Feadz est un DJ et producteur parisien qui a rejoint Ed Banger Records au milieu des années 2000 après un passage remarqué chez BPitch Control. Au sein du label, il incarne une approche plus club et hybride, mêlant hip hop, electro, techno et French house, avec un accent très fort sur la rythmique et le collage sonore.

Quels morceaux clés permettent de découvrir le style de Feadz ?

Pour entrer dans son univers, plusieurs titres font référence : « Edwrecker » sur la compilation Ed Rec Vol. 2, les EP « Happy Meal » et « People Numbers Money Business », ainsi que l’album « Instant Alpha ». Ses productions pour Uffie, notamment « Pop the Glock » et certains extraits de l’album Sex Dreams and Denim Jeans, montrent aussi bien son mélange entre rap et electro club.

En quoi Feadz se distingue des autres artistes electro français ?

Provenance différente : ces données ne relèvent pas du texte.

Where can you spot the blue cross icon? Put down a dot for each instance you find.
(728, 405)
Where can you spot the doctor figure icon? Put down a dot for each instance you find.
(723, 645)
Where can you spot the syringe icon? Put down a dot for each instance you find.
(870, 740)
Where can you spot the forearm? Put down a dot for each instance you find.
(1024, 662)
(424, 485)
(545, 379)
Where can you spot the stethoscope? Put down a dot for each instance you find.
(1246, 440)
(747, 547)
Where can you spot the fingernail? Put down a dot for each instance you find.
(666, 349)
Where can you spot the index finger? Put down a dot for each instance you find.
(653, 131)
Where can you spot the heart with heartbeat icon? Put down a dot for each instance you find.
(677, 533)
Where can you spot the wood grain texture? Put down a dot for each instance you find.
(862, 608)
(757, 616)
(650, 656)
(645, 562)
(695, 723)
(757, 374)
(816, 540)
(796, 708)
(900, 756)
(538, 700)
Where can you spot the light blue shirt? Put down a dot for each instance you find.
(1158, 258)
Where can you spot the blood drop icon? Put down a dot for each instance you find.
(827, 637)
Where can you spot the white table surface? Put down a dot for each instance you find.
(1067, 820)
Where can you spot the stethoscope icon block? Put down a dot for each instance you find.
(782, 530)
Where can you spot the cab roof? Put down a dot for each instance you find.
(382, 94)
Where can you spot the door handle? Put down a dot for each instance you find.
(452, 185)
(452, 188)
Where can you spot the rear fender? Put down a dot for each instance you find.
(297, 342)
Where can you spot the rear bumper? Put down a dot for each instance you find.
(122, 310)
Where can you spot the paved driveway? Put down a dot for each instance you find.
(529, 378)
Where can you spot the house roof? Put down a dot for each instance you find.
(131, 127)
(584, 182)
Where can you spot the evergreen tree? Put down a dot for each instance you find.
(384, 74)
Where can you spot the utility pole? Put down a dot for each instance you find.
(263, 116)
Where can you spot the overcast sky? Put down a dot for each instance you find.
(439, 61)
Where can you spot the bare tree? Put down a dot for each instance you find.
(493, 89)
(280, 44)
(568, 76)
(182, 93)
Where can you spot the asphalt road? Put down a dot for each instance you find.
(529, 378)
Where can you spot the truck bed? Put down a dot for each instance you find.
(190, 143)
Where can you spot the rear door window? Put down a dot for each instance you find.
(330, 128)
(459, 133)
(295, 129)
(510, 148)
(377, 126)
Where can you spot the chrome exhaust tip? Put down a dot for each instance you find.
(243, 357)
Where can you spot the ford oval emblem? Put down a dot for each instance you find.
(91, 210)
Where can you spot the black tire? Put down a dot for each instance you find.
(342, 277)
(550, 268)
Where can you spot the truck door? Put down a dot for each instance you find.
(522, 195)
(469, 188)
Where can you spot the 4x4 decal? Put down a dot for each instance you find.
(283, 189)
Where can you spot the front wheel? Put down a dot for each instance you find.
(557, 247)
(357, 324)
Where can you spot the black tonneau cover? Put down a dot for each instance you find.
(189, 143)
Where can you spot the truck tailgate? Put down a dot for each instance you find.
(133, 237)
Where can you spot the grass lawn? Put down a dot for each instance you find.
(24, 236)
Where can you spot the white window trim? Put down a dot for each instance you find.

Feadz se distingue par un parcours très marqué par le hip hop et le scratch, qu’il a su intégrer à la musique électronique sans se contenter des codes French Touch classiques. Ses sets de DJ se caractérisent par un mélange de styles assumé et un souci constant du dancefloor, plutôt que par la recherche du tube formaté pour les festivals.

Quel est le lien entre Feadz et Uffie ?

Feadz a été l’un des premiers producteurs à travailler avec Uffie, dès le morceau « Uffie & Me », puis sur son single « Pop the Glock ». Il a ensuite co-produit plusieurs de ses EP et une partie de l’album Sex Dreams and Denim Jeans, contribuant largement à définir le son qui a fait d’elle une figure marquante de la scène electro-rap des années 2000.

Feadz est-il encore actif en 2026 ?

Oui, Feadz reste actif comme DJ et producteur, avec des apparitions régulières en club et en festival, souvent dans des contextes où l’éclectisme musical est mis en avant. Sa discographie continue de circuler sur les dancefloors, et son nom reste associé à la patte Ed Banger auprès des amateurs de musique électronique.